Is it all in my mind? I don't think so. We were not created equal, my siblings and I. Some of us are not given the option of failure, some of us are allowed to fail. And whilst I don't spend much time wondering what people think of me generally, I look around me during family reunions and all I see are mirrors.

Thursday, November 12, 2009

Time of the Season

So it's that time of the year again for parent-teacher meetings. I just attended 2 yesterday, one of which was, to my horror, conducted in Chinese. It is a constant embarrassment to me that The Son's Chinese language abilities may already have surpassed my own and that, with every new Chinese word he learns, another one slips from my memory.

In effort to spare The Son the torture of going through 12 years of mediocre grades in his Chinese classes, we have enrolled him in not one, but two, Chinese language tuition courses. Having done this, I suppose it would only be natural and expected for us to receive, at the end of each term, 2 progress reports for The Son but what I certainly did not expect was for both of them to be written in Chinese. Not the simple stuff that The Son has been learning, but of the standard that one would expect to find in Lianhe Zaobao.

Do the teachers not know their audience??? The type of parent that would send their child to a Chinese tuition centre would be unlikely to be conversant, or even have a passing acquaintance, with the Chinese language. I have passed the reports to a friend to translate for me - she has a great laugh at my expense every time I do this, but how else am I going to understand what the progress is.

At yesterday's meeting with the Chinese teacher, she passed me the report and waited expectantly for me to read it so that we could discuss any questions I had. She watched my finger crawl laboriously under each word for about 2 minutes as I tried my damndest to pronounce each word under my breath. We got past the second sentence before I gave up. I had a nightmare flashback to my last Chinese oral examination.

I wonder what she thought when, whilst writing The Son's Chinese name at the back of the cheque for the term fees, she saw me surreptitiously referring to the Chinese characters of his name written at the top of his progress report. I'm told that I'm not alone in this - a friend told me once that he was in the process of writing his son's Chinese name down for school registration when he realised that he had forgotten how to write 2 out of the 3 characters and had to take the form home.

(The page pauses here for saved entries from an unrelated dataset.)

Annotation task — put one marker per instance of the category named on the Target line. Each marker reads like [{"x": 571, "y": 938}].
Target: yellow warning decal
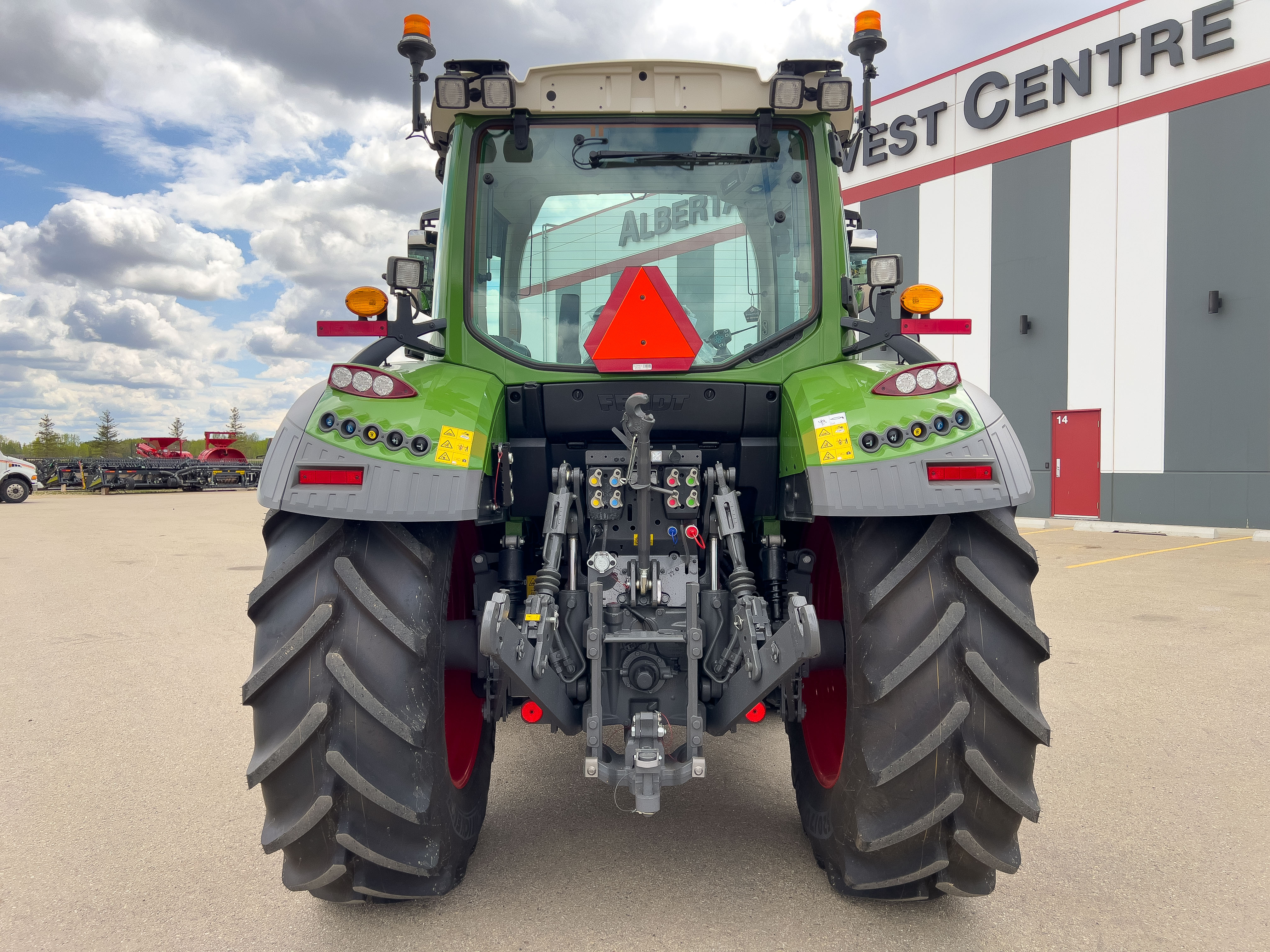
[
  {"x": 834, "y": 444},
  {"x": 455, "y": 446}
]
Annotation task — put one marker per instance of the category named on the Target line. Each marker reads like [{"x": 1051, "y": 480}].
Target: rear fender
[
  {"x": 460, "y": 412},
  {"x": 826, "y": 470}
]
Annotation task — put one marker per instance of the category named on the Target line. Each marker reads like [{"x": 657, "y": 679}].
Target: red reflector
[
  {"x": 331, "y": 478},
  {"x": 352, "y": 329},
  {"x": 643, "y": 327},
  {"x": 934, "y": 326},
  {"x": 944, "y": 474}
]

In other news, The Son and I checked out the rather intriguing Body Works Exhibition at the Science Centre recently. We encircled the various displays of preserved human bodies while The Son clung to me and asked me whether "Daddy will grow old" and "Will Daddy die". He did not enquire after my mortality. In my typical motherly passive-aggressive style, I informed him that everybody dies. Daddy, mommy, even our dog, will eventually die. This may take a long time, but everybody dies. No one is spared.

At one point, we found ourselves staring at a display of a male carcass sitting on a carriage drawn by 2 skinned deer in mid-gallop. The Son points at the man and his question carries across the room: "DID SANTA DIE???"